Cosmetic Dental Care
Cosmetic dental care focuses on changing the appearance of one's teeth, bite, and gums. It can be anything from teeth whitening procedures, to improving alignment, position, size, colour, and shape of a patient's gums and teeth.
Most patients undergo cosmetic dental care hoping that their teeth will look better once treatment is complete. While this is the ultimate goal, cosmetic dental procedures go beyond your looks.
Cosmetic dental procedures do more than change the appearance of your smile, they may also enhance oral function, promote oral hygiene, and improve your oral health.
Other Uses For Cosmetic Dentistry
- Enhance Oral Function - While the aesthetics of our teeth are important, it's important to remember that the primary purpose of our teeth, mouth, and oral structures is to eat. A mouth with a set of strong, healthy teeth will make a great deal of difference in your eating habits. Think of a person who has a hard time chewing. Imagine having a toothache and having to forgo solid food for a week or two. If your teeth aren’t aligned, eating might be uncomfortable with all those food chunks getting stuck in between your molars. Certain cosmetic dental treatments can help address many of these issues to benefit your oral function. These include gum lifts, dental bridges, gum grafts, Invisalign, dental implants, bite reclamation, and tooth reshaping. Through these procedures, you’ll likely find that eating becomes easier.
- Promoting Oral Hygiene - Many cosmetic procedures require some degree of dental cleaning prior to the actual treatment.

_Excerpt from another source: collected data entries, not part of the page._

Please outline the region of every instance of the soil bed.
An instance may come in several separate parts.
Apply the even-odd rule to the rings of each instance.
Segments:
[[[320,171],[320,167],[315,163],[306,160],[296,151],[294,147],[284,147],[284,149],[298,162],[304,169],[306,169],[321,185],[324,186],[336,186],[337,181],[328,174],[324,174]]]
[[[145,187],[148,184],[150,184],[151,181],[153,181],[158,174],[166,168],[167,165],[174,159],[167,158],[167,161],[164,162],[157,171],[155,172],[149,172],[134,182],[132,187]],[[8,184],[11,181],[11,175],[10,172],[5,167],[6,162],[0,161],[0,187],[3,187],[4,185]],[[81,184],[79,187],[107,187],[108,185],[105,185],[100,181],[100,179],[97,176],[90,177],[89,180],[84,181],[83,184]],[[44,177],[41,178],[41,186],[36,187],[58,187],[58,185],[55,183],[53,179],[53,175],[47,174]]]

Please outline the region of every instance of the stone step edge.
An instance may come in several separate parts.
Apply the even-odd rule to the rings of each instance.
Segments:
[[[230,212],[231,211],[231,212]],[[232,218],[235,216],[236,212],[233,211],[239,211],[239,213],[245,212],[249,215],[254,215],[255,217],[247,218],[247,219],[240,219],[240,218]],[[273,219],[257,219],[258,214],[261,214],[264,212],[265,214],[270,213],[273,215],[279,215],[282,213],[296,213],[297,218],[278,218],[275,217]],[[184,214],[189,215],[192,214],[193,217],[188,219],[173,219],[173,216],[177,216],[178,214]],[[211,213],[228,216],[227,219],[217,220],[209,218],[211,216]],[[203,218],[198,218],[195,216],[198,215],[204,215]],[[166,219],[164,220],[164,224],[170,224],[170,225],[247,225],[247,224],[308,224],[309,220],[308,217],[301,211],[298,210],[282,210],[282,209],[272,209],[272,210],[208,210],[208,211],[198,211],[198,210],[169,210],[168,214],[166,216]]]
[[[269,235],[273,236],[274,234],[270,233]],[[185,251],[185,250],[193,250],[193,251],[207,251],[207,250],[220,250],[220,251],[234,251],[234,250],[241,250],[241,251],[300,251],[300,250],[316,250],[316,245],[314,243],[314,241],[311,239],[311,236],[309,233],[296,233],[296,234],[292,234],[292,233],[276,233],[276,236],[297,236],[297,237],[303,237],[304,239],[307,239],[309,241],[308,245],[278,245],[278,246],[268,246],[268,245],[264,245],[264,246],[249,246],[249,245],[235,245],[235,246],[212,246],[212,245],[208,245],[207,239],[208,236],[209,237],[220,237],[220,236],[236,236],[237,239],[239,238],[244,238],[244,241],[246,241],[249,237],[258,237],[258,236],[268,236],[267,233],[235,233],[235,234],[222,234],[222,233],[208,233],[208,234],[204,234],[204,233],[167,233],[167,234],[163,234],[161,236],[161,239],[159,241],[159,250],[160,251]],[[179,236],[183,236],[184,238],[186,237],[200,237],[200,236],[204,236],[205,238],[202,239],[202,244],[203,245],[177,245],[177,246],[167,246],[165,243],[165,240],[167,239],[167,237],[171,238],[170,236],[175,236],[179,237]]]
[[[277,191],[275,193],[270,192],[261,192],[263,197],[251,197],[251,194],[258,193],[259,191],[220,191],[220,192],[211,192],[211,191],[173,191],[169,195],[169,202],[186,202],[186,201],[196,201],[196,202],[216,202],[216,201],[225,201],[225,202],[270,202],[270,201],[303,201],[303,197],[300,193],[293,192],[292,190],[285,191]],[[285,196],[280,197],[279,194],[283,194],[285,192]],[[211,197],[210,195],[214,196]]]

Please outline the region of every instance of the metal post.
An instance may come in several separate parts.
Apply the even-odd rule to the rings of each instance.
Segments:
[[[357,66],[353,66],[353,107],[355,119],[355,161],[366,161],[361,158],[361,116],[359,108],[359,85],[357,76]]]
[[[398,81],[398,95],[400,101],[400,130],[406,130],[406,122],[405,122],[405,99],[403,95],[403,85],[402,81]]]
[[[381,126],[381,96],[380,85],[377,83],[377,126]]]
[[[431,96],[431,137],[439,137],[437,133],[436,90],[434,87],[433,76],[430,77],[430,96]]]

Oral prophylaxis removes tartar and stains accumulated by smoking, eating, and drinking. On top of this, most cosmetic dental procedures focus on restoring broken and cracked teeth. These include inlays, onlays, bonding, crowns, and veneers. Tooth repair will help protect your tooth from further damage and help prevent decay from affecting other teeth as well.
- Improves Oral Health - Cosmetic dental procedures may help improve oral health by improving your bite, repairing weak teeth, and improving overall function. This may help with preventing more serious dental problems in the future. Your oral health might also have an indirect connection to your overall health, given that food and nutrition get into your body via eating. Thus, improving oral health can alleviate some common health problems, which in turn may translate into better overall health.